One thing stands out most from what I have learned in the past 10 years.
Non-functional failure is the most dangerous technical risk in software.
Agile is designed to allow for change, encouraging experimentation. And if you are experimenting — with your design, user experience or technology — you should expect to fail. By failing you learn more, allow innovation and will have a better product afterwards. We expect this from controlled experimentation, but are caught out when a whole service fails. It is this macro-failure that we must beware of.
There are five macro reasons I can see why digital services fail.
- Building a product that doesn’t work. This is most obvious type of failure when software is not functional. It is the right product but it’s defective.
- Starting but not finishing the product. Fundamentally the software was not delivered to its users.
- Spending more money than expected. Running over budget is not automatically failure but major budget overrun added to one of the others is.

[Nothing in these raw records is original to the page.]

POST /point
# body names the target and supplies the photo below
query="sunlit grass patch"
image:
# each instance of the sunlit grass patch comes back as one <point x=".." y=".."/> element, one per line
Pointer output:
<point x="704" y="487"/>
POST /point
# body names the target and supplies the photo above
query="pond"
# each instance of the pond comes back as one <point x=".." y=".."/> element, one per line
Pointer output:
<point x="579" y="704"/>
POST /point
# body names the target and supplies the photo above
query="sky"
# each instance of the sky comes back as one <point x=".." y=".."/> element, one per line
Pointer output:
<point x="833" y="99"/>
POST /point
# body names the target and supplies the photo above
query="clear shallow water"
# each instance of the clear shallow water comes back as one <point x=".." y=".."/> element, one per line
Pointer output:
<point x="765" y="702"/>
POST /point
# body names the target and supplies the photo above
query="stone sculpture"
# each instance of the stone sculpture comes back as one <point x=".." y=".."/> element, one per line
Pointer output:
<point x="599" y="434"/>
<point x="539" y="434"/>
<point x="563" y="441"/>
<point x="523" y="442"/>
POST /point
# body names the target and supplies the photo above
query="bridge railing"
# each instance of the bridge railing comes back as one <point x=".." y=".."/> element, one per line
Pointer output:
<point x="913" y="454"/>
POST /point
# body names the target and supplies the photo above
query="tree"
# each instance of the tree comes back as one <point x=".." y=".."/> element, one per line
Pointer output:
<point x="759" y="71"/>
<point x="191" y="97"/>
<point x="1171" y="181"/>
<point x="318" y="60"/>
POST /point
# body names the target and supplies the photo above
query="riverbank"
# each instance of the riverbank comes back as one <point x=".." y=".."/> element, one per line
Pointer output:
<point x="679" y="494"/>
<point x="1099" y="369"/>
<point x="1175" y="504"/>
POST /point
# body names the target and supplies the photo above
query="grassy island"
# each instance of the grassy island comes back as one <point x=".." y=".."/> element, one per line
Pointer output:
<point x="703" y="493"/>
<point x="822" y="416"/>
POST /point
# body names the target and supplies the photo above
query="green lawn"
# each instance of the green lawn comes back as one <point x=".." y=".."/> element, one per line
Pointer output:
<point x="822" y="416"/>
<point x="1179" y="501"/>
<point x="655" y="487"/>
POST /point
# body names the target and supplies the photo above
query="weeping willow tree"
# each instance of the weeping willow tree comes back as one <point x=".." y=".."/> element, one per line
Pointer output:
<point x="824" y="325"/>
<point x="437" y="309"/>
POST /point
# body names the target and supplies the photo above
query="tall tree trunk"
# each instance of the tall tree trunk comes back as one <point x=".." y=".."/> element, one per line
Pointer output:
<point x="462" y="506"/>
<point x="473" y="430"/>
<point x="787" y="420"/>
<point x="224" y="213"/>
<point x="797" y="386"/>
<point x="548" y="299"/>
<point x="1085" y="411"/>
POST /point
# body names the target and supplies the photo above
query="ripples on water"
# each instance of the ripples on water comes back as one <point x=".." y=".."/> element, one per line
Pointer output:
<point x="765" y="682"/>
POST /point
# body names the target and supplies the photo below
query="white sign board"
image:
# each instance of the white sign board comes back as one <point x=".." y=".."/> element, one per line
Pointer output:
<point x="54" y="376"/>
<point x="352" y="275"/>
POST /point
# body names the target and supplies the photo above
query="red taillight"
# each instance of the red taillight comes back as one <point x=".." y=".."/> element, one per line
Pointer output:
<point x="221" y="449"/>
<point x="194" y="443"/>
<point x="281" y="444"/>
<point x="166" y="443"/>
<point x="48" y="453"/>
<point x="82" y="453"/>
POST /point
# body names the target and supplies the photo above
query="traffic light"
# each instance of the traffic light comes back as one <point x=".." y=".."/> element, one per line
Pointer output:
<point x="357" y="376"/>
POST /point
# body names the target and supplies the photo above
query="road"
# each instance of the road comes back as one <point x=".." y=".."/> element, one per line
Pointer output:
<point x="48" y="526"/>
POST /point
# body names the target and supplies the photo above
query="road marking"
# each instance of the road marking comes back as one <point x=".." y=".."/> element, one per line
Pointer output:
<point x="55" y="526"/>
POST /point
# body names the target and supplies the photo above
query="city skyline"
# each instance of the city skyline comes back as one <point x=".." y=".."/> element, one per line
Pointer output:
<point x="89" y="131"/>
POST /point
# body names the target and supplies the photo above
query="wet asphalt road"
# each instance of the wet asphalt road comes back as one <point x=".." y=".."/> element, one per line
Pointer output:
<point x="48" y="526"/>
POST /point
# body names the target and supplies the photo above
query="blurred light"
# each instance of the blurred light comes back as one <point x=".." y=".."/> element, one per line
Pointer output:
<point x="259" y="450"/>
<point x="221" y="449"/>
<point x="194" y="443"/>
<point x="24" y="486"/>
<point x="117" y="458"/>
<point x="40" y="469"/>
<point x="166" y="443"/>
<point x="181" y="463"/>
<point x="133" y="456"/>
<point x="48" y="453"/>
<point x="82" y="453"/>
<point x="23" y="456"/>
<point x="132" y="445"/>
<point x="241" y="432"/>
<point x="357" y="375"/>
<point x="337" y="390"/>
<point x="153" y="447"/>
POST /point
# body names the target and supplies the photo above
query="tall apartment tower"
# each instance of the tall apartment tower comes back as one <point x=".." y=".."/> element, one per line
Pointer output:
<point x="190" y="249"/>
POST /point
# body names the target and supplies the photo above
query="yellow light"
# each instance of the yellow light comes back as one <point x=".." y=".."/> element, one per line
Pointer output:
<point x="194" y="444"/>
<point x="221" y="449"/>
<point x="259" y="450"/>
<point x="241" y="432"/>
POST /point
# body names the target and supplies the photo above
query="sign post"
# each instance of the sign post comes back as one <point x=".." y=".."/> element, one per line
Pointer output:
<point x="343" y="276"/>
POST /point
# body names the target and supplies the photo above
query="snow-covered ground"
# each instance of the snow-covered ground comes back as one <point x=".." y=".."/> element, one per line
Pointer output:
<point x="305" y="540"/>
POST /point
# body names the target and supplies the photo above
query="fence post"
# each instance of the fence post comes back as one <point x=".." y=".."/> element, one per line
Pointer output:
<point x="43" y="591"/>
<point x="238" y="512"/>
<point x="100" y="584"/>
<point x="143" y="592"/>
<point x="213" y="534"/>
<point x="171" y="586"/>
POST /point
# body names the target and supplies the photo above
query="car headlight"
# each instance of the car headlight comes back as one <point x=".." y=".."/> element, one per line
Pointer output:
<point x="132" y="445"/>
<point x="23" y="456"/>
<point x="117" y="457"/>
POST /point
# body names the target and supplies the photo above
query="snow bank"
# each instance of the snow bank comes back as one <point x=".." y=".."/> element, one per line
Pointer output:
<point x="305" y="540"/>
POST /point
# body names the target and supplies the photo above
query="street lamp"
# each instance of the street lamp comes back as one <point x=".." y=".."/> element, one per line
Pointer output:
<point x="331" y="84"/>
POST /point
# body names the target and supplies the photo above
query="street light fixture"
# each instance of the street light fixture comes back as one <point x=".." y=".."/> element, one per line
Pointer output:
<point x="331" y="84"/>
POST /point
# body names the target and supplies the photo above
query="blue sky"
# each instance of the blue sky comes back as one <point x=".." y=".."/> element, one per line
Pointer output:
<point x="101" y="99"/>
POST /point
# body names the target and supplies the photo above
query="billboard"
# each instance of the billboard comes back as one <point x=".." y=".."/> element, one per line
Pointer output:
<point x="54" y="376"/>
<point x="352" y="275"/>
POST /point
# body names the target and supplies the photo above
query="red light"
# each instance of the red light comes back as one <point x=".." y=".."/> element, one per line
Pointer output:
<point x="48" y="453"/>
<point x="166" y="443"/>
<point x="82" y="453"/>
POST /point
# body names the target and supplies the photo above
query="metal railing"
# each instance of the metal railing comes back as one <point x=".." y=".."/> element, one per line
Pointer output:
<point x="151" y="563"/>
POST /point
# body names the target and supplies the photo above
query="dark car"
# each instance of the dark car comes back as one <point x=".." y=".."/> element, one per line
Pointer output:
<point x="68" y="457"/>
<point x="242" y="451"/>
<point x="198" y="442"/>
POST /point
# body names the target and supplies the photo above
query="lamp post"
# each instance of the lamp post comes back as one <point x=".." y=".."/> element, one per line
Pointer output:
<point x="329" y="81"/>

- Building the wrong product. You might have the best developers with the best technologies but if the product you give to your users is the wrong one then you’ve failed.
- Building a product that may work but can’t be used. This is the silent but deadly reason for failure. It is often badly understood by product owners. This is the failure I want to explore.
What is Non-Functional?
My definition is,
non-functionals are concerned with how your software product works not what it does (functional).
So for example, if your service allows users to obtain a fishing license but in doing this, your data is exposed, then it is insecure. This is a non-functional issue.
Some have abandoned the word “non-functional” altogether and have adopted words like “constraint” but I’m not sure this adequately covers what is needed.
It is common to see software products that have non-functional failures because these concerns are often badly understood for software. If you think about a new car, its non-functional concerns are well understood: it should be drivable by one adult (accessibility), do 100 mph without falling apart (performance), prevent others from stealing it (security) and be able to do 20,000 miles until its first service (reliability).
It is dangerous to think non-functional issues are more relevant to software architects than users. There is a close relationship between what your service does and how it does it. Issues with how your service works are often barriers to any use of your service. If your service is not accessible on mobiles or tablets users will avoid using your service. If your service has performance issues users will not be able to use your service. Look what happened to Pokémon Go in its launch week.
So we all need to take more care to ensure non-functionals are taken seriously.
Silent But Deadly: The NFR Trap
I have written before about the NFR Trap in relation to system performance. The trap is to believe your team won’t have non-functional issues because you’ve got “The NFRs”.
There are some who get performance optimisation. They test, they analyse and they fix. But when real users start to use their service they have performance problems. Unfortunately these folks often get snared by the NFR Trap.
The NFR — Non-Functional Requirements — did not describe the level of real-world usage that real users impose on the service. Instead very complicated, hard to understand and detailed requirements were constructed by a smart software architect that didn’t get the user need or user context.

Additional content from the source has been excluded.